Hanne and Her Brother is a dynamic novel that plays with the distinctions between the light and dark sides of life, and though the subject matter is difficult at times, the tale never strays too far from the light. Stenson writes with whimsy, weaving rich, long sentences to capture the odyssey of Hanne Lemmons. Between her protective father, lack of siblings or friends, and isolated homeschooling, Hanne yearns for a companion to bring drama and excitement to her life. At sixteen, however, she is thrust into a journey of both hardships and personal discovery that takes her across Canada from the Cowichan Valley to Eastend, Saskatchewan.
The novel places Stenson firmly in the vibrant tradition of contemporary writers fascinated by the complexities of small town life. Though this tradition begins with George McKay Brown, Joyce Carey and Dylan Thomas in England, it is extended by our own western Canadian writers Ethel Wilson, Jack Hodgins, and Sandra Birdsell and painters like William Kureluk and E.J. Hughes. These artists create big, boisterous canvases that begin in realism but morph into something more mysterious and funny, a bold, ragged beauty full of character and country.

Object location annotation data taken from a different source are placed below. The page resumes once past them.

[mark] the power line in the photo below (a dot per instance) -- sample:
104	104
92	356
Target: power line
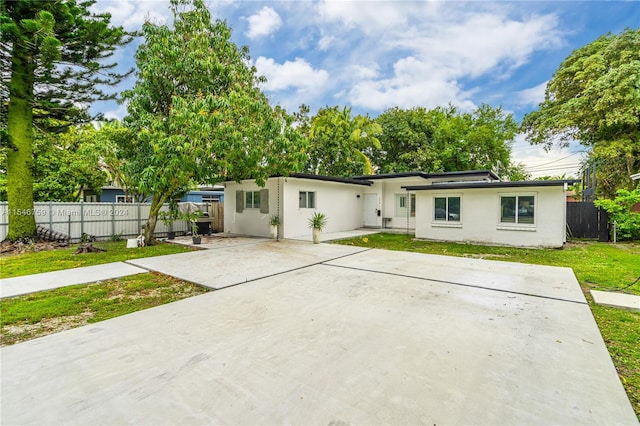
555	161
556	167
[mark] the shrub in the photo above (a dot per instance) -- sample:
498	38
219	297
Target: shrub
619	210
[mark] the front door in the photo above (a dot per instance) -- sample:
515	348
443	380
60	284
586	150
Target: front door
371	210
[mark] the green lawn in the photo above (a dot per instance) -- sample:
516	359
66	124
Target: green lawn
601	266
39	314
55	260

Stenson is enchanted by the landscapes of British Columbia and the prairies, and in the story, these landscapes are as magical as the characters who struggle to live in them. Hanne Lemmon’s story is a brawling tale of love and loss and strength, set in small towns and villages with a cast of characters as large with life and humour as the landscapes around them. There is a vast love beneath this novel that is contagious and irresistible and there is also a great subtlety to this tale that shudders in a renaissance clockwork beauty. Readers who like W.O. Mitchell, John Irving, Kent Haruf, or Per Petterson, will love Stenson’s new novel.